Last fall, I reached a huge goal, years in the making: Thanks to investing, side hustling and prioritizing my debt payments, I increased my net worth from negative $60,000 to $0. I wasn’t out of debt yet, but the money I had saved and invested finally equaled what I owed. I felt really proud to finally have a clean slate.
And yet, I also felt overwhelmed. I’d focused so intently on reaching this particular goal that I hadn’t given much thought to what I wanted to work on next, and spent a few weeks spending more and saving less. Without a clear primary goal, I didn’t have the same drive.
Luckily, thanks to some soul-searching and a little expert advice, I eventually got back on track, and am going full steam ahead on my next big goal: paying off all my student debt. Here's how you can level up after meeting your first big goal, too.
Turns out, the aimlessness I felt was normal and, actually, a good thing. If you just spent months or years working toward something, you’ve earned some downtime. In fact, taking your foot off the pedal every once in a while and celebrating your successes can be the exact thing that keeps you from permanently burning out.
The trick is to not let the break become your new normal. “It’s important to keep moving forward, and reflecting on your successes can help you do that,” says Certified Financial Planner Kristen Euretig. “Ask yourself: What can my next goal be, and how can I apply what I’ve learned through my success in reaching this goal?”
When you’re ready, give some thought to what you’ll put your energy into next. If you’re not sure, think in terms of “root causes” in your money life. For example, if you just finished paying off a hefty credit card bill, consider how you got there in the first place. Was it a lack of emergency savings? Unsustainable spending habits? Pinpointing a root cause can help you land on a new goal that addresses the original issue.
After hitting net-worth zero, I was torn between a desire to wipe out $15,000 of student debt, supercharge my investments and save for a big vacation. But I ultimately realized that the biggest thing holding me back was my debt and that by ridding myself of it, I’d have more room to work on other net-worth-increasing goals, like investing. So I focused on that.
While some research suggests unitasking is the key to reaching a goal, the truth is that life doesn’t stand still while you do it.

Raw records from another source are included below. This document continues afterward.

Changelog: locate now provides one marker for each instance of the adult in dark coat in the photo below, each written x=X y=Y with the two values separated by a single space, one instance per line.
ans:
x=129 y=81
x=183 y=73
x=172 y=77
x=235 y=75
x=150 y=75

Certain big goals, like investing for retirement or paying off a mortgage, take decades. You have to regularly work toward them over time while simultaneously tackling shorter-term goals.
What’s more, trying to hit several targets—say, saving for a trip, paying down credit card debt and building up a down payment fund—helps you better understand how one choice, purchase or goal impacts others.
For example, you might realize paying off debt frees up money every month, which you can use to save more for other goals—so you dedicate more there for a while. On the other hand, you might decide your travel plans are counterproductive to other goals right now, and that helps you re-prioritize. Life’s about tradeoffs.
While my primary goal right now is paying off my loans (just $4,000 left now!), that’s not all I’m doing. I’m still regularly investing and adding to my emergency fund. Doing so means it’ll take me longer to pay off my loans, but I know that time is my most valuable asset. Waiting until I’m debt-free to invest more could cost me thousands in the long run.
You’ll be more likely to succeed if you think about goals that are personal and specific to you, as opposed to vague statements like “save more” and “spend less.” Instead of saying “pay off debt,” my goal is to pay off my loans so I can afford a family one day. And I’m not just “saving more money”; I’m saving for a trip to Vietnam. By tying my actions to concrete, personal goals, my commitment level is higher because I know exactly what’s at stake.